A líder de seita observou um pouco confusa um sorriso brotar nos lábios de sua conselheira.
—Talvez essa situação tenha um lado positivo então. Com Zhen Ming machucada, repousando aqui na seita, não faltarão oportunidades para que possa se aproximar. – Yahui deu ênfase em deixar este serviço com a líder da seita, sem esconder suas segundas intenções. Hongyu bufou, revirando os olhos. – Vamos, vai ser bom pra você conhecer alguém de fora. E sei que a acha interessante, ou não estaria aqui, virando a noite e cuidando dela.
—Já disse, só não quero ficar devendo nada. – Hongyu virou o rosto, na tentativa de disfarçar as bochechas mudando de tom.
—Tudo bem, vou acreditar no que diz. – A médica ainda escondeu um sorrisinho por trás de sua manga, fazendo Hongyu revirar os olhos outra vez. – Bom, vou verificar como estão as crianças e depois supervisionar o treino de espadas.
—Certo. Peça a Li Quan para trazer os livros e pergaminhos que estão na minha mesa no escritório.

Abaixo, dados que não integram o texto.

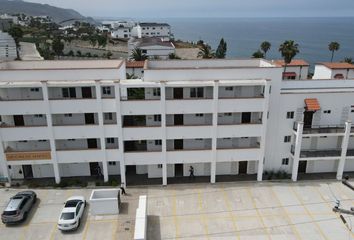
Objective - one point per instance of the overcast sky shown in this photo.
(207, 8)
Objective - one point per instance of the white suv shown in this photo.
(71, 214)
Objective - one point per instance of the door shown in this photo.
(178, 143)
(89, 118)
(308, 119)
(178, 93)
(27, 171)
(94, 167)
(246, 117)
(242, 167)
(86, 92)
(302, 166)
(178, 170)
(18, 120)
(92, 143)
(178, 119)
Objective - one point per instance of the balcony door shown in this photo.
(178, 93)
(18, 120)
(86, 92)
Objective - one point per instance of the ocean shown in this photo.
(244, 35)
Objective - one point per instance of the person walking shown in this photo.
(122, 189)
(191, 172)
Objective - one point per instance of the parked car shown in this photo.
(18, 207)
(70, 216)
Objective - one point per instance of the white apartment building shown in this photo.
(7, 47)
(223, 117)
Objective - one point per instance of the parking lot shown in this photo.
(241, 210)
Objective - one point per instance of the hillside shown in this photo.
(37, 9)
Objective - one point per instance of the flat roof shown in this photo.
(61, 65)
(337, 65)
(208, 64)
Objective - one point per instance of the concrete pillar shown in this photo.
(119, 132)
(297, 151)
(51, 132)
(102, 135)
(343, 154)
(266, 95)
(214, 132)
(163, 131)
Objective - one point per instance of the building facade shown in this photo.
(223, 117)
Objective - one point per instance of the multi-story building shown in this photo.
(223, 117)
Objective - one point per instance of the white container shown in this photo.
(105, 201)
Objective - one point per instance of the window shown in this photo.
(106, 90)
(156, 92)
(110, 140)
(108, 116)
(157, 118)
(197, 92)
(290, 115)
(287, 138)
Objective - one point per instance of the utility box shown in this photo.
(105, 201)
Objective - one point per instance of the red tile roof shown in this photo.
(294, 62)
(135, 64)
(312, 104)
(338, 65)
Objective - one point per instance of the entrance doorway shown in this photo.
(178, 93)
(18, 120)
(242, 167)
(302, 166)
(308, 116)
(86, 92)
(89, 118)
(178, 119)
(27, 171)
(178, 170)
(246, 117)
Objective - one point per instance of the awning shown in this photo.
(289, 74)
(312, 104)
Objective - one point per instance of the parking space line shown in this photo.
(293, 227)
(229, 208)
(175, 218)
(202, 216)
(298, 197)
(258, 214)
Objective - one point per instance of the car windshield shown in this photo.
(67, 216)
(71, 203)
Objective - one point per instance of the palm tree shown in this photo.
(138, 55)
(205, 52)
(288, 50)
(265, 46)
(333, 46)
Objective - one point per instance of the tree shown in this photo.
(58, 46)
(221, 50)
(265, 46)
(258, 54)
(333, 46)
(138, 55)
(206, 52)
(288, 50)
(16, 33)
(173, 56)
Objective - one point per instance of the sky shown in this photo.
(207, 8)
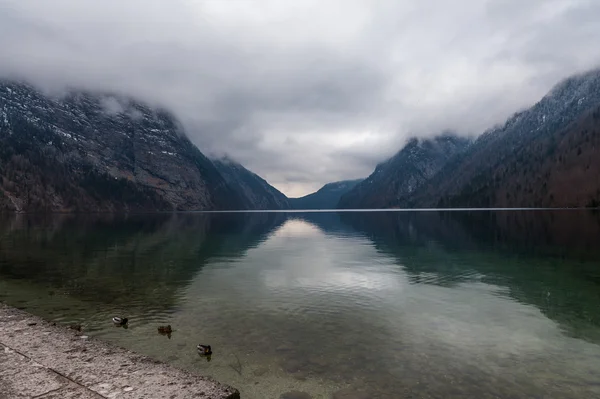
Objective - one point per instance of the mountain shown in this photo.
(255, 192)
(401, 175)
(545, 156)
(90, 152)
(327, 197)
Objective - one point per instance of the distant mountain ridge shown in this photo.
(98, 152)
(398, 177)
(255, 192)
(327, 197)
(545, 156)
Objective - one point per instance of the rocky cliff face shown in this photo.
(544, 156)
(327, 197)
(399, 177)
(100, 152)
(255, 192)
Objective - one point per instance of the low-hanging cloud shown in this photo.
(304, 93)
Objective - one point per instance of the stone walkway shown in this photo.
(40, 360)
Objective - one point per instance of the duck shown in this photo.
(204, 350)
(120, 321)
(165, 329)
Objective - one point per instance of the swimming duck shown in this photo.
(162, 330)
(204, 350)
(165, 330)
(120, 321)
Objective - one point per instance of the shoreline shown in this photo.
(44, 360)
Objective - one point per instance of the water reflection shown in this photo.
(417, 304)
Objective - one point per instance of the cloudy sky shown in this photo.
(304, 92)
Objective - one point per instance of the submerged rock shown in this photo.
(295, 395)
(350, 393)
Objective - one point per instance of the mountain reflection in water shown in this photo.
(391, 304)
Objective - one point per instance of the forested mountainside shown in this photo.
(547, 155)
(255, 192)
(327, 197)
(100, 152)
(398, 177)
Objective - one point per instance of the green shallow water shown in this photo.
(477, 304)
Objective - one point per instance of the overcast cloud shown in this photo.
(306, 92)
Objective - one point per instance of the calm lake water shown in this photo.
(473, 304)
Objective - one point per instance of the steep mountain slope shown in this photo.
(544, 156)
(327, 197)
(90, 152)
(401, 175)
(255, 192)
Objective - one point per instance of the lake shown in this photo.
(436, 304)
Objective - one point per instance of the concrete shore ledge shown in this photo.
(41, 360)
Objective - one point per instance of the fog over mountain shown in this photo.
(305, 93)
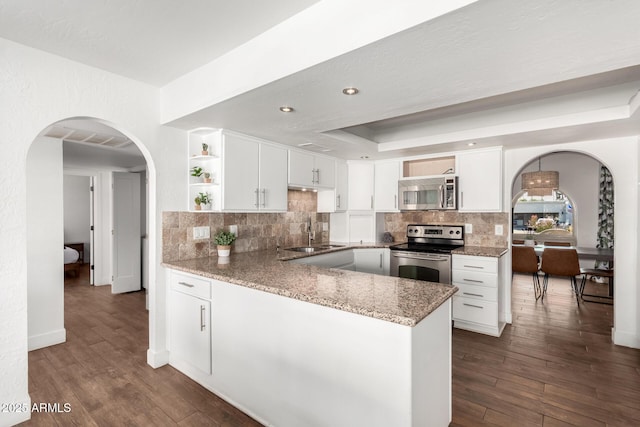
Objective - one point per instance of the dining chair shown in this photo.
(561, 262)
(599, 299)
(557, 243)
(524, 260)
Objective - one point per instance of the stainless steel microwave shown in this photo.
(439, 193)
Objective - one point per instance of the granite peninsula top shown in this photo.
(392, 299)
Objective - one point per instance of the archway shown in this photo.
(579, 171)
(45, 237)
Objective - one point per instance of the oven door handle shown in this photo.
(424, 257)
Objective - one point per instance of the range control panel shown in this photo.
(436, 231)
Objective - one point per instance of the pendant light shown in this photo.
(540, 183)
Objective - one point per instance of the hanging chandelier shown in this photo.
(540, 183)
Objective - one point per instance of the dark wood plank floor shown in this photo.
(555, 366)
(101, 370)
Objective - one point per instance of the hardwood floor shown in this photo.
(555, 366)
(101, 370)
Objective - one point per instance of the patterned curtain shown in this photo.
(605, 213)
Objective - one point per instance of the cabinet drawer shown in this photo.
(475, 310)
(474, 263)
(483, 293)
(191, 285)
(462, 277)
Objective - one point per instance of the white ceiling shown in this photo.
(496, 72)
(153, 41)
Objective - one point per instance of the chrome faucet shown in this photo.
(310, 233)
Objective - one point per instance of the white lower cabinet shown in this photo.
(190, 321)
(476, 305)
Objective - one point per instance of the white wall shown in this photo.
(38, 90)
(621, 156)
(579, 179)
(45, 275)
(76, 211)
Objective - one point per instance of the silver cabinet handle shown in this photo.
(473, 295)
(203, 311)
(472, 305)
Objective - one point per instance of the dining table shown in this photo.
(584, 253)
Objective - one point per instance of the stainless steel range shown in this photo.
(427, 253)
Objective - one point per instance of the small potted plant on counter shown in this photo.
(224, 239)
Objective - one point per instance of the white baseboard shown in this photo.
(625, 339)
(48, 339)
(155, 359)
(20, 415)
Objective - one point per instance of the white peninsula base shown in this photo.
(287, 362)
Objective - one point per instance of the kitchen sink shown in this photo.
(310, 249)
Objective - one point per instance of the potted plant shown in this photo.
(196, 171)
(224, 239)
(205, 199)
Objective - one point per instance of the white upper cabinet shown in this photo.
(480, 180)
(342, 187)
(361, 186)
(386, 186)
(255, 175)
(309, 171)
(335, 199)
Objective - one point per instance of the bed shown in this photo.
(73, 257)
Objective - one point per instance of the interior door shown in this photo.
(92, 226)
(126, 233)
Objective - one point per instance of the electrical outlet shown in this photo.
(200, 233)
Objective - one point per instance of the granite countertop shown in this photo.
(392, 299)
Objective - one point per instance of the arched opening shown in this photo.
(573, 215)
(46, 234)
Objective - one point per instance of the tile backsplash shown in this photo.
(256, 231)
(483, 225)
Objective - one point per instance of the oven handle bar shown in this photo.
(414, 255)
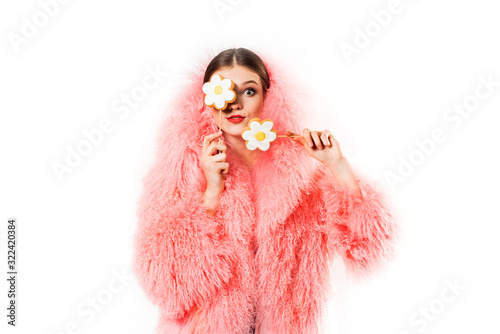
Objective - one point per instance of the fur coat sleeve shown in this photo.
(182, 256)
(361, 231)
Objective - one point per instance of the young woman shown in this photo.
(232, 240)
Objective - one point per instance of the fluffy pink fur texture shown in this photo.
(266, 252)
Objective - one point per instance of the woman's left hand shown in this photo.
(320, 145)
(324, 147)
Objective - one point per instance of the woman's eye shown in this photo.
(249, 92)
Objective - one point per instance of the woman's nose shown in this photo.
(236, 105)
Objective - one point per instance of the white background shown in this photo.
(75, 235)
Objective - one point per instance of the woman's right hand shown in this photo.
(214, 166)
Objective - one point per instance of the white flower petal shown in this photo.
(227, 95)
(226, 84)
(216, 79)
(247, 135)
(209, 99)
(252, 144)
(255, 126)
(219, 102)
(267, 126)
(270, 135)
(263, 145)
(207, 88)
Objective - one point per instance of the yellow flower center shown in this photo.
(260, 136)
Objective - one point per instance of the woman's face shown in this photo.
(249, 100)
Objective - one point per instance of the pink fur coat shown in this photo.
(263, 259)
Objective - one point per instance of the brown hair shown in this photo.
(242, 57)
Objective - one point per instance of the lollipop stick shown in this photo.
(220, 123)
(290, 136)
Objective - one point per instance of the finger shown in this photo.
(316, 139)
(221, 157)
(208, 138)
(307, 137)
(214, 146)
(325, 138)
(224, 167)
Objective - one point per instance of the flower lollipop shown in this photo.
(259, 134)
(219, 92)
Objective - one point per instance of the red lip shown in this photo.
(236, 118)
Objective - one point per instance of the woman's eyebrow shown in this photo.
(250, 81)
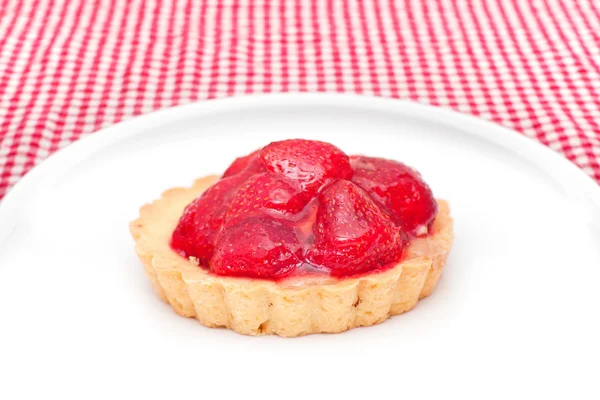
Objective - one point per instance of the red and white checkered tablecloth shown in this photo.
(71, 67)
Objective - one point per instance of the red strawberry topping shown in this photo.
(399, 189)
(250, 163)
(301, 206)
(202, 220)
(307, 161)
(352, 233)
(264, 193)
(260, 247)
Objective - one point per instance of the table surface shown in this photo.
(71, 67)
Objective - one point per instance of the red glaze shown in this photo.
(399, 189)
(298, 205)
(202, 220)
(266, 192)
(250, 163)
(309, 162)
(352, 234)
(257, 247)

Vou trabalhar enquanto fico de olho nela.
Yahui assentiu, atravessando a porta ainda com um sorriso no rosto.
No momento que Zhen Ming sentiu sua consciência voltar, ela sentiu também uma dor excruciante por todo o seu corpo. Sua cabeça estava a ponto de explodir e, por mais que tentasse, mal conseguia mexer os braços e pernas. Apertou os olhos e tentou abri-los, mas tudo o que conseguia ver eram borrões coloridos e disformes.

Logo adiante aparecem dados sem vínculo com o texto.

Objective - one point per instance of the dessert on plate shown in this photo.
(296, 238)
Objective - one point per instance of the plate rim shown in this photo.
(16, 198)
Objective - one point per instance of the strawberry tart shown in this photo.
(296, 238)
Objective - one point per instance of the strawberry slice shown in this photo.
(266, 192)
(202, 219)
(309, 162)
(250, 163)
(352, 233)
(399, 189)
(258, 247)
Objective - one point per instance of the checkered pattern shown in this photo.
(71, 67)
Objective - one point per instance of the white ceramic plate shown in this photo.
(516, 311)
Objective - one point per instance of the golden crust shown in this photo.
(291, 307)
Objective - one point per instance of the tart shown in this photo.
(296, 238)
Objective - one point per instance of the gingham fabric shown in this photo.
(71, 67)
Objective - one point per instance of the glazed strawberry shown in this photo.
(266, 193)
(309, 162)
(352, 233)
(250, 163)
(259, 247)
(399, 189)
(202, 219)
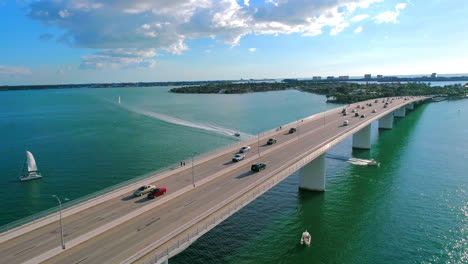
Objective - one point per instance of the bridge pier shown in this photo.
(312, 175)
(400, 112)
(386, 122)
(361, 139)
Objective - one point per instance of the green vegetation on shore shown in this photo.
(336, 92)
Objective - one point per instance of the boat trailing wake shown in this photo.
(354, 161)
(182, 122)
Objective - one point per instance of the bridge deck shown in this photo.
(130, 237)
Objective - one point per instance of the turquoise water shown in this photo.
(412, 209)
(84, 141)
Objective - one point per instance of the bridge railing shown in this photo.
(197, 159)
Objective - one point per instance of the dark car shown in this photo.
(156, 192)
(271, 141)
(258, 167)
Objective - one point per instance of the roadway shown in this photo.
(128, 238)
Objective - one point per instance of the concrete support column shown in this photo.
(400, 112)
(386, 122)
(312, 175)
(361, 140)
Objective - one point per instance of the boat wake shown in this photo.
(354, 161)
(182, 122)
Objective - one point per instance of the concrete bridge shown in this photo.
(118, 228)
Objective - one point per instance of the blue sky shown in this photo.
(82, 41)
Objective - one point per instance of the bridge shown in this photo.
(116, 227)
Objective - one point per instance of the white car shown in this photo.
(244, 149)
(238, 157)
(143, 190)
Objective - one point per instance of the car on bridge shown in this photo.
(156, 192)
(244, 149)
(272, 141)
(238, 157)
(143, 190)
(259, 166)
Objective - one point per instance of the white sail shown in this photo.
(31, 162)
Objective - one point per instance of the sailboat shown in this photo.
(30, 165)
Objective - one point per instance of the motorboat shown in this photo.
(306, 238)
(30, 171)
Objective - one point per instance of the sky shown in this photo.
(96, 41)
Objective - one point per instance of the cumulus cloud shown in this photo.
(390, 16)
(359, 18)
(14, 70)
(46, 36)
(119, 58)
(120, 26)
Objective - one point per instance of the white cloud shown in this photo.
(400, 6)
(14, 70)
(166, 25)
(359, 18)
(119, 58)
(390, 16)
(64, 13)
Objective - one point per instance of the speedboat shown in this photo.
(306, 238)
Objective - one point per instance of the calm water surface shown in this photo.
(411, 209)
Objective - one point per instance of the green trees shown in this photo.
(337, 92)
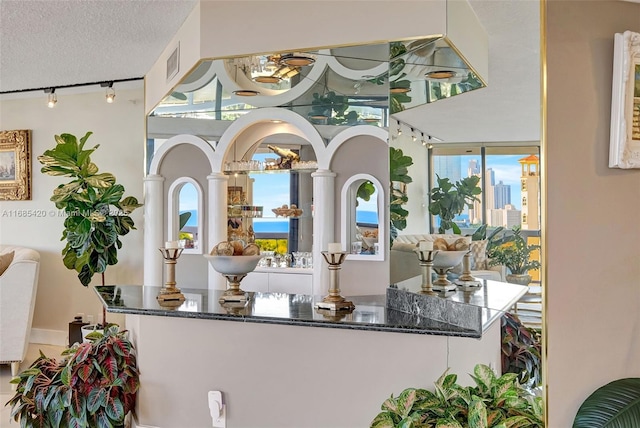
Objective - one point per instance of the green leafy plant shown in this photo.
(333, 107)
(398, 85)
(94, 385)
(97, 213)
(448, 200)
(492, 402)
(614, 405)
(521, 351)
(399, 176)
(514, 252)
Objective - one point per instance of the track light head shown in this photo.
(52, 98)
(110, 93)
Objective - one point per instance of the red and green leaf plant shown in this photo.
(95, 385)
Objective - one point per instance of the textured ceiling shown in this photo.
(45, 43)
(62, 42)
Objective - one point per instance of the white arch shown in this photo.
(347, 209)
(343, 136)
(298, 126)
(175, 141)
(173, 206)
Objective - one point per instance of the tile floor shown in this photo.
(5, 376)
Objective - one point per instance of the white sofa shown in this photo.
(404, 262)
(18, 285)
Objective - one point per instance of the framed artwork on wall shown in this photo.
(624, 143)
(15, 165)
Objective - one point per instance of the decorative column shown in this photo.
(323, 225)
(216, 223)
(154, 208)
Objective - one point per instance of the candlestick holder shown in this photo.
(170, 295)
(466, 280)
(426, 264)
(334, 301)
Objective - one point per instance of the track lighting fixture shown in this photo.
(52, 98)
(110, 93)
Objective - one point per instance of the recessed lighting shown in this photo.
(246, 93)
(266, 79)
(296, 60)
(440, 74)
(318, 117)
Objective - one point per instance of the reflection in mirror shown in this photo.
(185, 214)
(345, 86)
(363, 219)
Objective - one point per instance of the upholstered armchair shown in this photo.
(18, 285)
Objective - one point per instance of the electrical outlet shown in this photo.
(217, 409)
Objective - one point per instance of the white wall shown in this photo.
(119, 129)
(285, 375)
(593, 274)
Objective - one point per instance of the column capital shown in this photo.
(323, 173)
(154, 177)
(217, 176)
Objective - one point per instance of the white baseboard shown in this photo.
(49, 337)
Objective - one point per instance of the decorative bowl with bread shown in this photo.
(234, 261)
(450, 255)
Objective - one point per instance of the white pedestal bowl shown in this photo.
(234, 269)
(442, 263)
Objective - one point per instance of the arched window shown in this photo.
(185, 214)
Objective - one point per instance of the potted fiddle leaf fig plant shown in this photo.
(399, 164)
(96, 211)
(94, 385)
(448, 200)
(514, 252)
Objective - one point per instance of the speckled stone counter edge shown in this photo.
(436, 308)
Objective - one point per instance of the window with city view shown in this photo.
(509, 179)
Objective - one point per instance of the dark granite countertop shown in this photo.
(370, 313)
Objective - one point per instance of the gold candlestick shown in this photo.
(426, 263)
(170, 295)
(334, 301)
(466, 279)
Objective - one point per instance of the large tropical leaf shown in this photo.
(614, 405)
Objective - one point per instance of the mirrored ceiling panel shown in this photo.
(341, 86)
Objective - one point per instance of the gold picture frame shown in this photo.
(15, 165)
(624, 139)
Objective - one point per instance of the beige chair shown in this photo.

—Ela está acordando. – A voz conhecida da líder da seita Li parecia distante, como se Zhen Ming estivesse debaixo d’água, mas pelo borrão vermelho ao seu lado, a cultivadora poderia deduzir que Hongyu estava bem ali.
—Srta. Zhen? Consegue me ouvir? – A voz de Yahui soou um pouco mais nítida enquanto seus sentidos retornavam lentamente. Zhen Ming conseguiu mover a cabeça em um aceno positivo. – Como se sente?
—Muito mal... – Respondeu com a voz rouca, quase inaudível. Normalmente, Zhen Ming fingiria estar bem para não preocupar os demais, porém ela não tinha energia nem mesmo para disfarçar.
—Não é para menos. – Yahui comentou, com um toque de preocupação em sua voz. – Você deu muita sorte, Srta. Zhen. Veneno de aranha-escorpião não costuma ser forte, apenas causa uma paralisia por alguns minutos. Mas a quantidade injetada em você poderia tê-la matado, se não fosse a ação rápida de Hongyu. Você ainda vai sentir os efeitos colaterais por dois ou três dias.
—Ah, a Líder Li é minha salvadora! – Zhen Ming tentou brincar, mas logo o sorriso em seu rosto foi substituído por uma careta de dor.
—Aqui, beba isto. – Hongyu lhe alcançou uma xícara, encostando-a em seus lábios. Sua língua ainda estava um tanto dormente, no entanto, podia sentir o sabor amargo do remédio. – Você me salvou primeiro.
A cultivadora tossiu depois de beber todo o medicamento, recebendo de Hongyu um copo de água, que precisou da ajuda da Líder de Seita para segurar. Ela bebeu com calma, sentindo a garganta aliviar.
—Eu fui apenas imprudente. Tenho certeza que a Líder Li teria lidado com a situação sem qualquer problema mesmo sem a minha interferência.
—Então... por que entrou na frente? – Zhen Ming viu a confusão no rosto de Hongyu, sua visão já quase perfeita outra vez.
—Eu não sei... Meu corpo agiu sozinho, quando percebi, já estava ali. – Ela sorriu envergonhada e Hongyu suspirou.
—Bem, o que passou, passou. O importante é que você está viva e vai precisar de um tempo até se recuperar totalmente. Três dias para os efeitos do veneno passarem e cerca de um mês e meio para sua perna quebrada. – Instruiu Yahui.
—Ah... isso é bastante tempo.
—Não precisa se preocupar, a seita Li vai se responsabilizar pelo seu tratamento.
—Você pode ficar o tempo que for necessário. – A líder de seita deixou claro e Zhen Ming sorriu pequeno.
A cultivadora piscou algumas vezes, sentindo seus olhos pesarem. Não sabia se era pelo efeito do remédio ou apenas o cansaço de seu corpo.
—Você pode descansar mais um pouco.. – A médica sorriu e Zhen Ming assentiu, em concordância, não resistindo a se entregar ao sono.